Activists are urging Morocco to vote in favor of joining an international agreement banning executions during the upcoming UN session.
Rabat – Although Morocco has not executed an individual since 1993, some human rights groups say the de facto abolition of the death penalty is not enough.
The Moroccan Organization of Human Rights (OMDH), and the World Coalition Against the Death Penalty (WCADP) are urging Morocco to join an international agreement ending capital punishment. Morocco still maintains the death penalty as a lawful practice, and reports estimate there are at least 95 people currently on death row, according to a report from Cornell.
Morocco had six chances prior to 2018 to join the UN moratorium banning the practice,but each time the country chose to abstain from the vote. This angered activists who cite the country’s constitution as proof the practice is immoral and should be ended.
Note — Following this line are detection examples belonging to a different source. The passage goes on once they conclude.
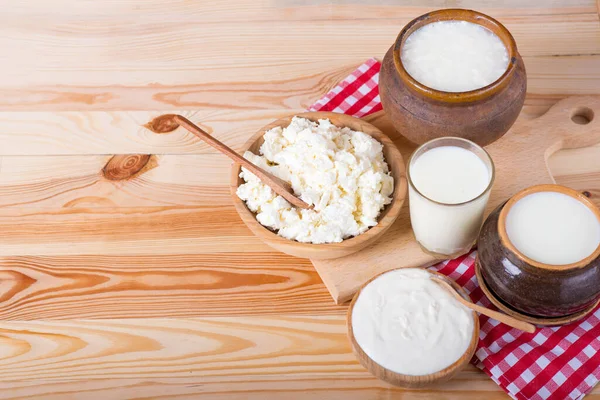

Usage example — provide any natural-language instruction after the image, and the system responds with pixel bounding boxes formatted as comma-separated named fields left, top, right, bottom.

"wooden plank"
left=0, top=252, right=346, bottom=326
left=0, top=154, right=231, bottom=210
left=0, top=315, right=506, bottom=399
left=0, top=110, right=303, bottom=156
left=0, top=206, right=271, bottom=256
left=0, top=0, right=600, bottom=88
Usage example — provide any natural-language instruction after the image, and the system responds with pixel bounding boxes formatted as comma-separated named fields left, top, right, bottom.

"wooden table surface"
left=0, top=0, right=600, bottom=399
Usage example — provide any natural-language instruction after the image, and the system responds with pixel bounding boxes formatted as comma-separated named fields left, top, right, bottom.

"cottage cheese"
left=237, top=117, right=394, bottom=244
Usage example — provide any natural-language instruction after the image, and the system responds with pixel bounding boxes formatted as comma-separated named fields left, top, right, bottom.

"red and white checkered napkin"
left=310, top=58, right=600, bottom=399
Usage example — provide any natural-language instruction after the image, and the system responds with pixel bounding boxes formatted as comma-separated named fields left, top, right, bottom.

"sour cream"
left=352, top=268, right=475, bottom=376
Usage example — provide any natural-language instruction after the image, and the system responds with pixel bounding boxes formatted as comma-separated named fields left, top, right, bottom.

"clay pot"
left=379, top=9, right=527, bottom=146
left=478, top=185, right=600, bottom=317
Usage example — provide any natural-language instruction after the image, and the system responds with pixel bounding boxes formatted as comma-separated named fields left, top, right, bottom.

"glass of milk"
left=407, top=137, right=494, bottom=258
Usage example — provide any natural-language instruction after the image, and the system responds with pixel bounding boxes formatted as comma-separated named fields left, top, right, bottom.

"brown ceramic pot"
left=478, top=185, right=600, bottom=317
left=379, top=9, right=527, bottom=146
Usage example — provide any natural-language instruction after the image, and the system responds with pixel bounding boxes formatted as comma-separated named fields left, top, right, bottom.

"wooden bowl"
left=346, top=270, right=479, bottom=389
left=379, top=9, right=527, bottom=146
left=231, top=112, right=407, bottom=259
left=478, top=185, right=600, bottom=320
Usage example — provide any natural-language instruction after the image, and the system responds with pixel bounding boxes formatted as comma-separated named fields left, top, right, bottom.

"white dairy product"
left=401, top=21, right=508, bottom=92
left=409, top=146, right=491, bottom=255
left=505, top=192, right=600, bottom=265
left=352, top=268, right=475, bottom=375
left=237, top=117, right=394, bottom=243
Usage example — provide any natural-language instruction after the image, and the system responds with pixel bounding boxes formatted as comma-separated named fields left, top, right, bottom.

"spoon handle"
left=431, top=276, right=535, bottom=333
left=173, top=115, right=312, bottom=208
left=461, top=297, right=535, bottom=333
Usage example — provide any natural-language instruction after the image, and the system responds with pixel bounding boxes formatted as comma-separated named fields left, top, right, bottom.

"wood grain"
left=0, top=314, right=505, bottom=399
left=0, top=0, right=600, bottom=400
left=0, top=252, right=346, bottom=321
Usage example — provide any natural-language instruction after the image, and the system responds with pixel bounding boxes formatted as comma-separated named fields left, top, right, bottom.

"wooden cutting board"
left=312, top=97, right=600, bottom=304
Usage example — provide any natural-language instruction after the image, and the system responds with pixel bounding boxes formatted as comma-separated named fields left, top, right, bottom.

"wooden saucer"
left=346, top=270, right=479, bottom=389
left=475, top=257, right=600, bottom=326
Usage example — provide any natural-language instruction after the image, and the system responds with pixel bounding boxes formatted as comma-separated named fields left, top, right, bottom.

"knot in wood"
left=102, top=154, right=150, bottom=181
left=144, top=114, right=179, bottom=133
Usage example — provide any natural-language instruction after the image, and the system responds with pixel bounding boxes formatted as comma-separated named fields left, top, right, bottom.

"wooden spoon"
left=151, top=114, right=313, bottom=209
left=431, top=276, right=535, bottom=333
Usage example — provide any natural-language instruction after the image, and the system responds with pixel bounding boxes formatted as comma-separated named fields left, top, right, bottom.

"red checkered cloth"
left=310, top=58, right=600, bottom=400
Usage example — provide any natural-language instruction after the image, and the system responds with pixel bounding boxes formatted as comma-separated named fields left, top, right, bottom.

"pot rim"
left=393, top=8, right=520, bottom=103
left=498, top=184, right=600, bottom=271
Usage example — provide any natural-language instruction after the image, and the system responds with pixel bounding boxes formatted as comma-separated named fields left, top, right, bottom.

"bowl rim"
left=498, top=184, right=600, bottom=271
left=346, top=267, right=480, bottom=387
left=392, top=8, right=519, bottom=103
left=230, top=111, right=408, bottom=250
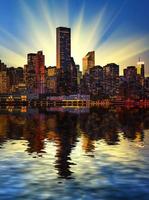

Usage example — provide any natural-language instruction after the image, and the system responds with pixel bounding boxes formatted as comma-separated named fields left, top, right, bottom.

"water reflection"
left=0, top=108, right=149, bottom=179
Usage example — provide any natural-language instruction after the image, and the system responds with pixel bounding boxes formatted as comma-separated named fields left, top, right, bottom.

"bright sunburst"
left=0, top=1, right=149, bottom=74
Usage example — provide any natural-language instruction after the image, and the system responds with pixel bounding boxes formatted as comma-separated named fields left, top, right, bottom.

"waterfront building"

Though the vote to join the agreement was scheduled for December 13, activists managed to postpone Morocco’s official vote until December 19, giving them an opportunity to repeat their pleas to the government, according to news outlets.
Globally, capital punishment is steadily declining as more arguments emerge against its cruelty, as well as its statistical failure to deter future crimes.
Currently, Egypt is the only country in North Africa to still carry out executions, reports Amnesty International. Even though the other countries are abstaining from executing criminals, no country in North Africa has legally abolished the practice yet.
About 60 percent of the world’s population live in countries where the death penalty is still legal. The Huffington Post reports that powerful nations like the US, China, India, and Pakistan are the top executors. However, activists still hold out hope that things will change. Amnesty International Secretary-General Salil Shetty commented that as more countries have abolished the practice “the isolation of the world’s remaining executing countries could not be starker.”
For Morocco, banning capital punishment could potentially have benefits in the political realm. As Morocco looks to become a more involved member of the international community both economically and politically, joining the growing team of abolitionist countries will make Morocco a pioneer among North Africa and a leader of human rights globally and accomplishing something a developed country like the US has still failed to do.